The Patriot Post® · McCabe Admits Trump Investigation Was Wrong
During a Senate Judiciary Committing hearing on Tuesday, disgraced former FBI Deputy Director Andrew McCabe admitted that he should never have signed the application for the FISA warrant to surveil Carter Page, President Donald Trump’s former 2016 campaign adviser. “If you knew then what you know now, would you have signed the warrant application in June 2017 against Carter Page?” asked Senator Lindsay Graham (R-SC). McCabe simply answered, “No, sir.”
Recall that McCabe was a member of the deep state, a group of career swamp dwellers hell-bent on seeing Trump lose in 2016 or be removed from office — all via the Russia-collusion hoax. McCabe was ousted following an inspector general investigation that concluded he had lied to the IG over his leaking of a story to the press.
With his admission, McCabe now joins in agreement with former Deputy Attorneys General Rod Rosenstein and Sally Yates, and former FBI Director James Comey, each of whom signed warrant applications seeking surveillance of Page but who say they would not have done so now.
In fact, McCabe acknowledged the primary role the bogus Christopher Steele dossier played in the FBI’s securing of its FISA warrant against Page. It was the only “evidence” the FBI provided in both its initial application and subsequent extension applications for its Page FISA warrant.
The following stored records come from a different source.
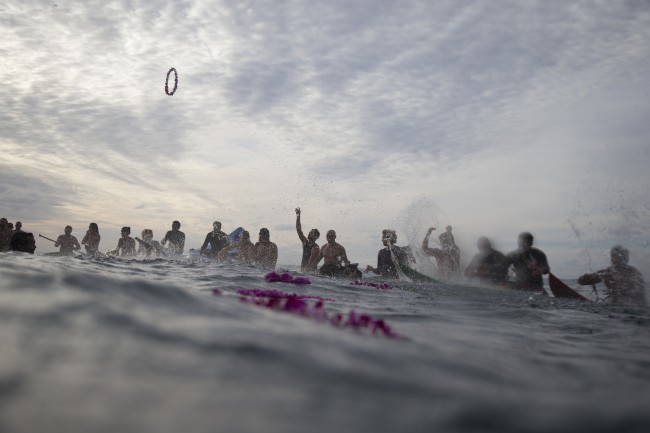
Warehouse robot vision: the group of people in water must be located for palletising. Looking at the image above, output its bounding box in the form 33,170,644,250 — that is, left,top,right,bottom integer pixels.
0,208,646,305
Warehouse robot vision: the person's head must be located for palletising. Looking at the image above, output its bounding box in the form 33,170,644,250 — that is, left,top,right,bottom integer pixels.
381,229,397,245
307,229,320,241
11,232,36,254
476,236,492,253
610,245,630,266
518,232,534,252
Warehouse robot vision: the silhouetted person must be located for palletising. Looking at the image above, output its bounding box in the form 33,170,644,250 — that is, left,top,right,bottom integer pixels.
0,218,13,252
255,228,278,270
160,221,185,254
465,237,508,284
217,230,255,265
11,231,36,254
578,245,646,306
54,226,81,256
366,229,408,278
116,227,135,257
504,232,551,293
201,221,228,257
316,230,350,277
422,226,460,278
296,207,320,272
81,223,102,254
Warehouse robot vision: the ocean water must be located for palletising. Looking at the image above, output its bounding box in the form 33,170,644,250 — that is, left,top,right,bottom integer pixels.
0,253,650,433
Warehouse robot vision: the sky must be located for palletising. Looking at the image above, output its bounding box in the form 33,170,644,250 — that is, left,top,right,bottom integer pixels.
0,0,650,280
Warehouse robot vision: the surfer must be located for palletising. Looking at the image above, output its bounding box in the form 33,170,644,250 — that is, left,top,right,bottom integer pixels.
578,245,646,306
465,237,508,284
217,230,255,265
81,223,101,254
296,207,320,272
11,231,36,254
422,226,460,278
314,230,350,277
115,227,135,257
201,221,228,257
254,228,278,270
160,221,185,254
0,218,13,252
136,229,156,258
503,232,551,293
366,229,408,278
54,226,81,256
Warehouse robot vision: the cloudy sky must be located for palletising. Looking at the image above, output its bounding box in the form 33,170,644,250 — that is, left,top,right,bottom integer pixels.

Like his former boss Comey, McCabe spent the hearing playing the all-too-familiar fleeting-memory gambit, feigning complete ignorance of matters he should have been well aware of if he was properly doing his job. For example, when Graham asked if McCabe was aware that the CIA had essentially dismissed Steele’s dossier claims as “Internet rumor,” McCabe replied, “I did not know that at the time, and I don’t know that now.”
When pressed on his knowledge, or supposed lack thereof, of the bogus nature of the dossier, McCabe responded, “I was shocked and disappointed at the errors and mistakes that the OIG found. To me, any material misrepresentation or error in a FISA application is unacceptable, period.” Color us skeptical that any of this was news to a professional like McCabe.